Stephon Heyer

No. 74, 75
- Position: Offensive tackle

Personal information
- Born: January 16, 1984 (age 42) Lawrenceville, Georgia, U.S.
- Listed height: 6 ft 7 in (2.01 m)
- Listed weight: 350 lb (159 kg)

Career information
- High school: Snellville (GA) Brookwood
- College: Maryland
- NFL draft: 2007: undrafted

Career history
- Washington Redskins (2007–2010); Oakland Raiders (2011); New York Jets (2012)*; BC Lions (2014);
- * Offseason or practice squad member only

Career NFL statistics
- Games played: 61
- Games started: 35
- Fumble recoveries: 2
- Stats at Pro Football Reference

= Stephon Heyer =

American football player (born 1984)

Stephon Heyer (born January 16, 1984) is an American former professional football player who was an offensive tackle in the National Football League (NFL).

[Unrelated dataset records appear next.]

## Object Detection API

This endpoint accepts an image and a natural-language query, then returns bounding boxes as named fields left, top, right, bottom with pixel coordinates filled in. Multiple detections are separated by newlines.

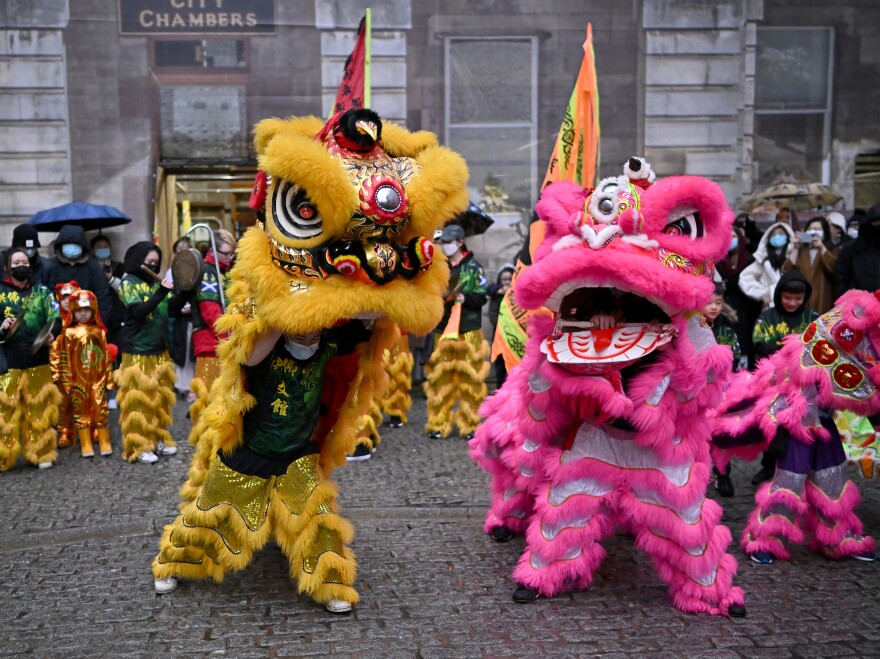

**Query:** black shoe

left=513, top=584, right=540, bottom=604
left=715, top=474, right=733, bottom=497
left=727, top=604, right=746, bottom=618
left=345, top=444, right=372, bottom=462
left=489, top=526, right=513, bottom=542
left=752, top=467, right=774, bottom=485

He was signed by the Washington Redskins as an undrafted free agent in 2007. He played college football for the Maryland Terrapins.

He was also a member of the Oakland Raiders, New York Jets and BC Lions.

==Early life==
Heyer attended Brookwood High School in Snellville, Georgia and was a student and a two-year letterman in football.

==College career==
During his time at Maryland Heyer appeared in 50 games, with 37 starts at left tackle. He ended his college career by being selected and playing in the 2007 Hula Bowl. He earned honorable mention honors in 2006 as an All-ACC Lineman. After playing in the Champs Sports Bowl, Heyer was selected to the ESPN.com's All-Bowl team for his excellent play. In 2004, he started in all 11 games at left tackle and ended the year being the terps highest rated lineman. In 2003, he started in all 13 games at left tackle, finished the season as the team's second highest rated lineman, and had only two penalties the entire season. In 2002, as a freshman, Heyer played in all 13 games, but started only one, and had only two penalties for the entire season.

==Professional career==

===Washington Redskins===
Heyer was signed by the Washington Redskins in 2007 as an undrafted free agent. Heyer became a full-time starter for the Redskins in 2009.

===Oakland Raiders===
On August 2, 2011, Heyer signed with the Oakland Raiders.

===New York Jets===
Heyer was signed by the New York Jets on May 29, 2012. He was released on August 20, 2012.

===BC Lions===
Heyer signed with the BC Lions on April 23, 2014.

==Personal life==
Heyer is the son of Ronald and Glenda Heyer. He was recruited by numerous division one colleges out of high school including: Michigan, Georgia, Arkansas, Clemson, Florida, Alabama, Ohio State, Kentucky, Vanderbilt, and Auburn. He graduated with a degree in criminology and criminal justice in 2006.